Anyone who stops learning is old, whether at twenty or eighty. Anyone who keeps learning stays young. The greatest thing in life is to keep your mind young.
I just realized that all this reading, and thinking and meditating and exercising and evaluating and letting go and measuring results and altering perspectives and cultivating awareness and living more intentionally and introspective writing has a lot to do with my age. Here I thought that I was unique. Maybe even special. Ambitious? Not so, says Frederic Hudson, the author of The Adult Years: Mastering the Art of Self Renewal. The life coach and educator details generational influences as well as trends in how people cope with life changes at different ages. Hudson likens our lives to a screenplay in which we are all either in a life chapter or in a life transition. I have a friend who started telling people she was forty when she was 37 because she wanted to be mentally prepared for the milestone. I, on the other hand, told people I was 39 until the morning I wasn’t anymore. Next week, I will be celebrating 40‘ish, again. The fine line between chapter and transition has been a bit blurry at times in my forties. But Hudson really nailed 40’ish.
He says: “Forty somethings are often pre-occupied with self analysis and taking stock, They know they have reached the mid-point in their lives, but they are not sure how to address the unfinished business of their twenties and thirties and the inevitable realities of getting older...Many of them feel driven to be in charge of their own lives....That is what self reliance- the dominant pursuit of today’s forty somethings is all about.”
Makes sense. We forty somethings are living with the choices we made in our twenties and thirties. Did we invest in a career, get married, have kids? Did we live in NYC just because we wanted to or take a year off to be a ski bum? Did we take a risk on the less safe plan? Can’t exactly undo where we are at now, even if we wanted to. It’s about the realization that our options are more limited. And that my friends is what makes some people stark raving mad. Not me, mind you. Well, maybe a little sometimes.This blog, this year long experiment, is my way of trying to avoid complete crazy and grab a slice of that self reliance for myself.

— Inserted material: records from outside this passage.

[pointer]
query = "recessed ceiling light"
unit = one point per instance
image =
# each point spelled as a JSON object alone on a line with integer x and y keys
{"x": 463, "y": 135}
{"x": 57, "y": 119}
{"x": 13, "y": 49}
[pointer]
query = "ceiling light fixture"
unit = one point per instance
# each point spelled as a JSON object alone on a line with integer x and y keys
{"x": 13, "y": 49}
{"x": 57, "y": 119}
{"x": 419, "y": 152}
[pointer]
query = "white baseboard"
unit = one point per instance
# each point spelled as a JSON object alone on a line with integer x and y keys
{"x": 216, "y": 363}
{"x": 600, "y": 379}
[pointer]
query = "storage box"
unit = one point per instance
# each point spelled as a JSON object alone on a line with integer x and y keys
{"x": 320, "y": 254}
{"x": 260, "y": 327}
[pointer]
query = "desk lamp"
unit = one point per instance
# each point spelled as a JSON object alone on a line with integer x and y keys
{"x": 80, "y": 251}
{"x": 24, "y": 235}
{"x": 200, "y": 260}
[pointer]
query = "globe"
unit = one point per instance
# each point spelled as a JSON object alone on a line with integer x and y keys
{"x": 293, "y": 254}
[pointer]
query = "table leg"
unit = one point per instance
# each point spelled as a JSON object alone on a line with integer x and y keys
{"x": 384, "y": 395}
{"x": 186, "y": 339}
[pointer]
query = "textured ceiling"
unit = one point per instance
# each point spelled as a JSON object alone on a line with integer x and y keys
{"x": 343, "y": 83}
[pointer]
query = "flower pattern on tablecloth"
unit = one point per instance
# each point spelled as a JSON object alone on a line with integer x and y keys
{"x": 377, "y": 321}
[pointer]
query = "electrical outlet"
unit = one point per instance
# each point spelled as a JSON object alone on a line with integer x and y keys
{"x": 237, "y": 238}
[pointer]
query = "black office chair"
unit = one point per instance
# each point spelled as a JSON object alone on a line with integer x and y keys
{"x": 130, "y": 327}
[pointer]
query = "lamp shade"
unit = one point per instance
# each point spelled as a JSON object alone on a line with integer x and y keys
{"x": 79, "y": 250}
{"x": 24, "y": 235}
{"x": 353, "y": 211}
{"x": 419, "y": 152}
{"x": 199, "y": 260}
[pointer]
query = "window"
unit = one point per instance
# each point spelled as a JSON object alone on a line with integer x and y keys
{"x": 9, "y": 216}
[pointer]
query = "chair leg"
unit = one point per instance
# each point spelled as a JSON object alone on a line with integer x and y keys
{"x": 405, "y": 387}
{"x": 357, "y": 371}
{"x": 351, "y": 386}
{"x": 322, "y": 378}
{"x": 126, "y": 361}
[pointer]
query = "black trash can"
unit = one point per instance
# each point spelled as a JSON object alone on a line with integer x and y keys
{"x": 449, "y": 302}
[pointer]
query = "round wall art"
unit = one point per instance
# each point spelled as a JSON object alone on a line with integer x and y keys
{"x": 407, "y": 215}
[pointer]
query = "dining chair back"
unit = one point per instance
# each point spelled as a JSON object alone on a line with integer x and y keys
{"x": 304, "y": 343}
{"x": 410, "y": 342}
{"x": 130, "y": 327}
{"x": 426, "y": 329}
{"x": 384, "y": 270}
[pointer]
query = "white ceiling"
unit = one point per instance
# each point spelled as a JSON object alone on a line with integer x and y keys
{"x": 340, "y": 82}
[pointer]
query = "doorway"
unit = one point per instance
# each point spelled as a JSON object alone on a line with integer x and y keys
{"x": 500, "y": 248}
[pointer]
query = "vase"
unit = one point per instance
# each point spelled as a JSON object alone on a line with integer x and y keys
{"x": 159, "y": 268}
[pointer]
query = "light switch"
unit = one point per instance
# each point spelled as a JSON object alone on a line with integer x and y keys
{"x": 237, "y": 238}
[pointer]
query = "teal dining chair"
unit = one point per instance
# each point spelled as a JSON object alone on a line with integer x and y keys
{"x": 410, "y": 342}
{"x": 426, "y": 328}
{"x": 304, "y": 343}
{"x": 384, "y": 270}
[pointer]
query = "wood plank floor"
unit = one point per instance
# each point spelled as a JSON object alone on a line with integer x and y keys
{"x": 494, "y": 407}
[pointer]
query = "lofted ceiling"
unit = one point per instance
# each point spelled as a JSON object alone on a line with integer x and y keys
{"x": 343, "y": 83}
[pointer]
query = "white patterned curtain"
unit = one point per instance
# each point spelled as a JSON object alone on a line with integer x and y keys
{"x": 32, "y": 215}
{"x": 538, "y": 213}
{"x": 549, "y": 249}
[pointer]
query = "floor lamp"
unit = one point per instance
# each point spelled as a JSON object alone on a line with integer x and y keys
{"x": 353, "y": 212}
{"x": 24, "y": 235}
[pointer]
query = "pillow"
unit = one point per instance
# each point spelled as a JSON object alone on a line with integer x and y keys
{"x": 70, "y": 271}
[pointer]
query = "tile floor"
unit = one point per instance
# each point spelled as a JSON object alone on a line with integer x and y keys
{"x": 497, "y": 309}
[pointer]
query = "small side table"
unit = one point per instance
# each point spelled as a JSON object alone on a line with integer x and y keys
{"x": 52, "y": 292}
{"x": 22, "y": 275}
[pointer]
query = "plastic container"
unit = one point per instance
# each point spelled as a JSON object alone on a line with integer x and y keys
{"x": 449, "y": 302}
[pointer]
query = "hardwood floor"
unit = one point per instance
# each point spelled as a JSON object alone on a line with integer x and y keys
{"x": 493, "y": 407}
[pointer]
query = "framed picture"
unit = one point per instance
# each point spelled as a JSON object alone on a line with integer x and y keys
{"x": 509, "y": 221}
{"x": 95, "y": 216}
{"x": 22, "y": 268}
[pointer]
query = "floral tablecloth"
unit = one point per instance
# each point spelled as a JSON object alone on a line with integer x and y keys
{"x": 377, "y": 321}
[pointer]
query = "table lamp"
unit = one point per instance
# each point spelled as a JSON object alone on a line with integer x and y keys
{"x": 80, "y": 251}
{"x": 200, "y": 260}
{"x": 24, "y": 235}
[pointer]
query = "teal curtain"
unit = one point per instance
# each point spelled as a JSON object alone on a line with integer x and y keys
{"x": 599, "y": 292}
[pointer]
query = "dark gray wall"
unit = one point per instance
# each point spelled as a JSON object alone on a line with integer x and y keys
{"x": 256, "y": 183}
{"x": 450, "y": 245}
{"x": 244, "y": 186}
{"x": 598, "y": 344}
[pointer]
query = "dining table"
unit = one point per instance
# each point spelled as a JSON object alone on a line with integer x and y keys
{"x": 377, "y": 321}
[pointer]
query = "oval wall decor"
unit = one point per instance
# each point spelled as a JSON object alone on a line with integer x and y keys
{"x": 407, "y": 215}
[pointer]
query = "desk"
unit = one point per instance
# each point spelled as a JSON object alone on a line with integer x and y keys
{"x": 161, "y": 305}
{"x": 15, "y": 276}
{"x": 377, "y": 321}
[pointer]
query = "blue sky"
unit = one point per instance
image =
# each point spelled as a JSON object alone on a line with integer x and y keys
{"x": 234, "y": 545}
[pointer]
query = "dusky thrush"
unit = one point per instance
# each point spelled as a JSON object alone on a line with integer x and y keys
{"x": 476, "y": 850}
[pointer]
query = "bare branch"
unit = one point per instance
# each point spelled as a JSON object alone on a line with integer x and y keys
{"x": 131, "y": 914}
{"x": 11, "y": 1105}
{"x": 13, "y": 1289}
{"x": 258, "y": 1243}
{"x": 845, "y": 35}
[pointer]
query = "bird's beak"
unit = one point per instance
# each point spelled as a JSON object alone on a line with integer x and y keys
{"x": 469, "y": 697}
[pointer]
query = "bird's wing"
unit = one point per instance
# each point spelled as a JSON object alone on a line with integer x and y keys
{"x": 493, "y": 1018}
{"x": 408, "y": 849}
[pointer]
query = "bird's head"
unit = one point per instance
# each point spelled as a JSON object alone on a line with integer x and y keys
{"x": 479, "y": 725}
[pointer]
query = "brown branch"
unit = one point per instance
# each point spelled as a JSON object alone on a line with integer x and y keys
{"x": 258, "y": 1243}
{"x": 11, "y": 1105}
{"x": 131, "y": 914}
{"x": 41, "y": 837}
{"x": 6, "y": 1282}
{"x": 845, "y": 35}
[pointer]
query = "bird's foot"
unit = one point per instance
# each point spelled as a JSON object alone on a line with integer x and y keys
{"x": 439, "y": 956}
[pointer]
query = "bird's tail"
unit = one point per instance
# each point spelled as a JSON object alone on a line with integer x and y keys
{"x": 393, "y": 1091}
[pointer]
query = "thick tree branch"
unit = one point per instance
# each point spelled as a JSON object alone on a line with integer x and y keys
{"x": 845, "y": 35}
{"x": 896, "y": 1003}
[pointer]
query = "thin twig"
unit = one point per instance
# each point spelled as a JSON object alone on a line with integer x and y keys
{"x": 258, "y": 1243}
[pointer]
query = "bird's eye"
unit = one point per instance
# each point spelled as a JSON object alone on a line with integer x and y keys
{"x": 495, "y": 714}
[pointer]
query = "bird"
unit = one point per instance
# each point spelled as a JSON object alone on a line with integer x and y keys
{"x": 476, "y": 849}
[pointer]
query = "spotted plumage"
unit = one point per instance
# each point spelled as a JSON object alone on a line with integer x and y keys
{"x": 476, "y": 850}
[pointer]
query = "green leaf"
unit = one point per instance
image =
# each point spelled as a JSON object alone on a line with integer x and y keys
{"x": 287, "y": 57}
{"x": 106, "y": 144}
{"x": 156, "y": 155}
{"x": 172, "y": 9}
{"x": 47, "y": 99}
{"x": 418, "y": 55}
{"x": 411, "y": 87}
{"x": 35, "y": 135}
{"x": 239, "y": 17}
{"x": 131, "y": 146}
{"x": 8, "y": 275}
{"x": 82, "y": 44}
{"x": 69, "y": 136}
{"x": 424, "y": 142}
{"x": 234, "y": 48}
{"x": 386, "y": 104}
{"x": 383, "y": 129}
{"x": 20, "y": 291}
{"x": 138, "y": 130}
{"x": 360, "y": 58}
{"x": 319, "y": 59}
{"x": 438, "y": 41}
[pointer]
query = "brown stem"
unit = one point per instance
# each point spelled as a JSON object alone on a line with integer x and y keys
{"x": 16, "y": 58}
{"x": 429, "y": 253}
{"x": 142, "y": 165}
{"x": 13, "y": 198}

Of all of Hudson’s suggestions for aging well, here were my top take aways:
Be a dreamer and a planner.
Hudson concedes that most of our dreaming takes place in childhood, where imagination is encouraged. What do want to be when you grow up? President? Astronaut? Dolphin trainer? In our complicated adult years, our dreams look like: What trip do you want to take? What sports car do you want to buy someday? If you can get yourself dreaming big picture again and than use your adult wisdom and experience to build a plan around those dreams, you won’t care how many candles are on the cake.
Be a lifelong learner.
Hudson believes lifelong learners drink from the fountain of youth and will not only experience longevity, they will enjoy the journey. As I spend the month of September focused on childlike curiosity, I am discovering that the more you learn, the more there is to learn. I am currently reading Walter Isaacson’s biography on Benjamin Franklin. Franklin was a lifelong learner who made the transition from printer, to statesman to inventor to postmaster and writer. He was the sole author of each of his life chapters. Blogging is new for me. Social media platforms like Pinterest and Pinstamatic are new for me. I am taking a photography class this month. I have signed up for a screenwriting class and a dance class. On the blog, I am interviewing people like a woman in her fifties going to college for the first time and a 65 year old who just enrolled in nursing school, a total career departure. I have found you can identify a lifelong learner without even talking to them, they have a gleam in their eye and usually a trademark smile!
Which -ish are you? Is it a chapter or a transition? Who is writing your screenplay?